# Clinical Genetics and Screening for Pulmonary Fibrosis

> **NIH NIH R01** · BRIGHAM AND WOMEN'S HOSPITAL · 2024 · $1,320,990

## Abstract

7. Project Summary
The primary goal of this proposal is to develop an effective approach to screening for
early stages of pulmonary fibrosis by assessing the diagnostic and prognostic value of
clinical, environmental, genetic and genomic factors in at-risk relatives of patients with
idiopathic pulmonary fibrosis (IPF). IPF, the most common and severe form of
pulmonary fibrosis has a mortality rate comparable to that of many end-stage
malignancies. Although IPF has historically been unresponsive to pharmacotherapy,
recent studies have finally demonstrated that medical therapy can reduce the rate of
decline in lung function, particularly when started early in the course of disease.
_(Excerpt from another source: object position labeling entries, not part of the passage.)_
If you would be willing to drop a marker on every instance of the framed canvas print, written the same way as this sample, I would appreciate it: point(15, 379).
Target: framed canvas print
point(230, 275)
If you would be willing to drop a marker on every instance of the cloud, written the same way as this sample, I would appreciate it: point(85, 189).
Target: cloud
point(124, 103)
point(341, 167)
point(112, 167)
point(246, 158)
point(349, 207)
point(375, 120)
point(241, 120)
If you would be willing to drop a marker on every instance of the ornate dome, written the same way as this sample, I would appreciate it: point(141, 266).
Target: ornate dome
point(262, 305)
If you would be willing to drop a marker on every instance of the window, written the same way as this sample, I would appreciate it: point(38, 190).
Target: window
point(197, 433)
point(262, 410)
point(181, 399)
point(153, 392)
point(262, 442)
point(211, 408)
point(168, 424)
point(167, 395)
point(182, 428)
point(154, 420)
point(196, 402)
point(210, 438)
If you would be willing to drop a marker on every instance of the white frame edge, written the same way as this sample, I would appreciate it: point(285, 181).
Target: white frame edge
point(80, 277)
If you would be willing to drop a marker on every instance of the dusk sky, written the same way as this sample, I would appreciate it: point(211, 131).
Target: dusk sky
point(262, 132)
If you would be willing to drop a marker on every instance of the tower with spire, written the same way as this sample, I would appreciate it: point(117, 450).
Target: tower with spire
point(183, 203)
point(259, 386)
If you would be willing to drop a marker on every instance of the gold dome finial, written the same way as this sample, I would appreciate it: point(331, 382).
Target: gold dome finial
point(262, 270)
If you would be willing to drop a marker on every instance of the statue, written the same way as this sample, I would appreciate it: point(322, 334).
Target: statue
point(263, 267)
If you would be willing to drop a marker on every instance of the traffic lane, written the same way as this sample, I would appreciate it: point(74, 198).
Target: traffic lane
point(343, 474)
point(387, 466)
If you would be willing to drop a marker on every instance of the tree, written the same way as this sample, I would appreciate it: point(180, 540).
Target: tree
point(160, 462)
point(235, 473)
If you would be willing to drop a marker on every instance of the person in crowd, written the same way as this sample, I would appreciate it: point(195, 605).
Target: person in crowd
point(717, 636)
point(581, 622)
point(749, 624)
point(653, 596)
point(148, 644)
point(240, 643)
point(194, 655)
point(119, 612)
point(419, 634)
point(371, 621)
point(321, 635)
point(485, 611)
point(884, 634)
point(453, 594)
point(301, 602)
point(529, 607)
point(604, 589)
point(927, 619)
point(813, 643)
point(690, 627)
In the
prior grant cycle of this application we demonstrated that first-degree relatives were at
high-risk to develop early stages of pulmonary fibrosis and that genetic testing helped to
improve risk prediction. Based on these findings, we hypothesize that we will continue to
observe a high prevalence of early pulmonary fibrosis in at-risk relatives; that we will be
able to develop a clinically useful screening algorithm that combines key clinical, genetic,
genomic, and environmental features for the early detection and prognostication of
interstitial lung abnormalities (ILA) and/or pulmonary fibrosis in populations of diverse
ethnic backgrounds; and that a subset of genes whose reduced expression predicts
accelerated disease progression harbor pathogenic variants that help to drive this
process. To assess these hypotheses, we propose the following Specific Aims: Aim 1)
Develop an algorithm that can be used in clinical practice to identify relatives at the
highest risk for pulmonary fibrosis, Aim 2) Prognosis: Define the baseline clinical,
genetic, and genomic features in relatives found to have ILA that best predict their risk of
disease progression, and 3) Identify novel genetic variants that contribute to pulmonary
fibrosis susceptibility using an integrative genomics approach. In addition to providing a
greater understanding of the role of that genetic variation plays in the development of
IPF, the results from this study will motivate a clinical trial evaluating the use of
screening and early therapeutic intervention in relatives at high-risk to develop IPF.

## Key facts

- **NIH application ID:** 10745986
- **Project number:** 5R01HL130974-07
- **Recipient organization:** BRIGHAM AND WOMEN'S HOSPITAL
- **Principal Investigator:** GARY MATTHEW HUNNINGHAKE
- **Activity code:** R01 (R01, R21, SBIR, etc.)
- **Funding institute:** NIH
- **Fiscal year:** 2024
- **Award amount:** $1,320,990
- **Award type:** 5
- **Project period:** 2016-01-01 → 2026-11-30

## Primary source

NIH RePORTER: https://reporter.nih.gov/project-details/10745986

## Citation

> US National Institutes of Health, RePORTER application 10745986, Clinical Genetics and Screening for Pulmonary Fibrosis (5R01HL130974-07). Retrieved via AI Analytics 2026-05-26 from https://api.ai-analytics.org/grant/nih/10745986. Licensed CC0.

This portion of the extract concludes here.